Class PreprocessingPipeline:
    def __init__(self, onnx_path: str):
        self.model_proto = onnx.load(onnx_path)
        self.sess_options = ort.SessionOptions()
        self.sess_options.intra_op_num_threads = 4
        self.sess_options.inter_op_num_threads = 1
        self.sess_options.execution_mode = ort.ExecutionMode.ORT_PARALLEL
        self.sess = ort.InferenceSession(
            onnx_path, self.sess_options
        )

    def __call__(self, batch: dict[str, np.ndarray]) -> dict[str, np.ndarray]:
        return self.sess.run(None, batch)

    def __set_state__(self, values):
        self.model_proto = values["model_proto"]
        self.sess_options = ort.SessionOptions()
        self.sess_options.intra_op_num_threads = 1
        self.sess_options.inter_op_num_threads = 4
        self.sess_options.execution_mode = ort.ExecutionMode.ORT_PARALLEL
        self.sess = ort.InferenceSession(
            self.model_proto.SerializeToString(), self.sess_options
        )

    def __get_state__(self):
        return {
            "model_proto": self.model_proto,
        }

Note that this code is not complete, it’s just to give you an idea of what we are doing, we are using Onnx Runtime to run some computation on our data.

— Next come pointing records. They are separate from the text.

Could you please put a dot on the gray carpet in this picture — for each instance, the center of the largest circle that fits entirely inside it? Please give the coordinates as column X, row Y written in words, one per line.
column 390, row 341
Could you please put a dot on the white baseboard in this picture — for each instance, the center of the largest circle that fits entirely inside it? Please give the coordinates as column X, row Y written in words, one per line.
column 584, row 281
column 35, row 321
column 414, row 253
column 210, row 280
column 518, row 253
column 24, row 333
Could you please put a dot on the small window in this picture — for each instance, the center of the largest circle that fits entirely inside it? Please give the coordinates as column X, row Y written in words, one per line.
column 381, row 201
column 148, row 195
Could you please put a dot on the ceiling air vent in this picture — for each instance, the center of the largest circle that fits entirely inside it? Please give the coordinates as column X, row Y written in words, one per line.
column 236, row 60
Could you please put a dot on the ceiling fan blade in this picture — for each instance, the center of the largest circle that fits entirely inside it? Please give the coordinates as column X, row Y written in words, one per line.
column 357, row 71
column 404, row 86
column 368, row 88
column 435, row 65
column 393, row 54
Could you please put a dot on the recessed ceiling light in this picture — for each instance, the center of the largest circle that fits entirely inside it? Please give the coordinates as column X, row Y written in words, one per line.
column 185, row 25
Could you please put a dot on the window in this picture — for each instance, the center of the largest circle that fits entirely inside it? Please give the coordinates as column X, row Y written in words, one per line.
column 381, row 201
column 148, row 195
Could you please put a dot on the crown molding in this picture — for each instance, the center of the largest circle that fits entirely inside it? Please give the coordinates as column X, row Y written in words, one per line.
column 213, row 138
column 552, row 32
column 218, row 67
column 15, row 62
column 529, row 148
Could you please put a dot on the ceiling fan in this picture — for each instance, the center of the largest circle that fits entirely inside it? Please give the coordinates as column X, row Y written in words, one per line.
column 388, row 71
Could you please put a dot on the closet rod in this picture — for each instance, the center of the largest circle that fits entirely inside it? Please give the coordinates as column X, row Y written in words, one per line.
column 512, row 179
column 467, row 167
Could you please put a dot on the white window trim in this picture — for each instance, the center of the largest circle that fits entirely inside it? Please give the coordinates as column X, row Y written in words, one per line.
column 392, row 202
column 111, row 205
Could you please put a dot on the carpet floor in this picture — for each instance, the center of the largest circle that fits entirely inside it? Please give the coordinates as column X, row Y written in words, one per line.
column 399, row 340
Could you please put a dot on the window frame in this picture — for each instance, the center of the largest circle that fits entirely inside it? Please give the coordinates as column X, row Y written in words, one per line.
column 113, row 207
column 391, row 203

Now the issue come from how to use this code in ray data, here is what I tried:

  • Preprocessing using tasks
pipeline = PreprocessingPipeline(onnx_path)
dataset = read_parquet(dataset_path)
dataset = dataset.map_batches(pipeline)

This implementation will use tasks for the preprocessing, meaning that it will pickle my PreprocessingPipeline instance, and deseriallize it for each task, which is why I needed the __get_state__ and __set_state__ methods (Onnx Runtime sesssions are not serializable). The downside of this is that the Onnx Runtime session will be initialized once per task, and this is costly, making the preprocessing quite slow.

  • Preprocessing using actors
dataset = read_parquet(dataset_path)
dataset = dataset.map_batches(PreprocessingPipeline, fn_constructor_args=(onnx_path,), concurrency=2)

Note that this is high level code, and won’t work as is as onnx_path won’t exist on ray workers.
This implementation will use actors, meaning that the PreprocessingPipeline will be instantiated once as startup, and reused for tasks. On paper it looks better, as the Onnxruntime Session will be instantiated only once, and not for each task. But I need to specify the concurrency here, and the performances I observe are worse than with the task implementation. I played a lot with the different parameters (concurrency, num_cpus…), and I don’t manage to even get the same performances as before.

Now, to use it in Ray Train, I use PyTorch Ligthning, I have something like:

import pytorch_lightning as pl
from ray.train.lightning import prepare_trainer

trainer = pl.Trainer(...)
trainer = prepare_trainer(trainer)
trainer.fit(model, train_dataloaders=train_ds_loader, val_dataloaders=val_ds_loader)

My main questions would be:

  • Do you have an idea why I don’t manage to have the same performances with Actors than with tasks ? Even though it looks better on paper ?
  • Do you have general guidelines on how to optimize Ray Data jobs when using Actors ?

Thanks for sharing, the high level Ray Data logic with the actor init makes sense to me.

Tagging colleagues from Ray Train team - @justinvyu or @matthewdeng , any best practices on how to best initialize + use ONNX with Ray Train + Ray Data here?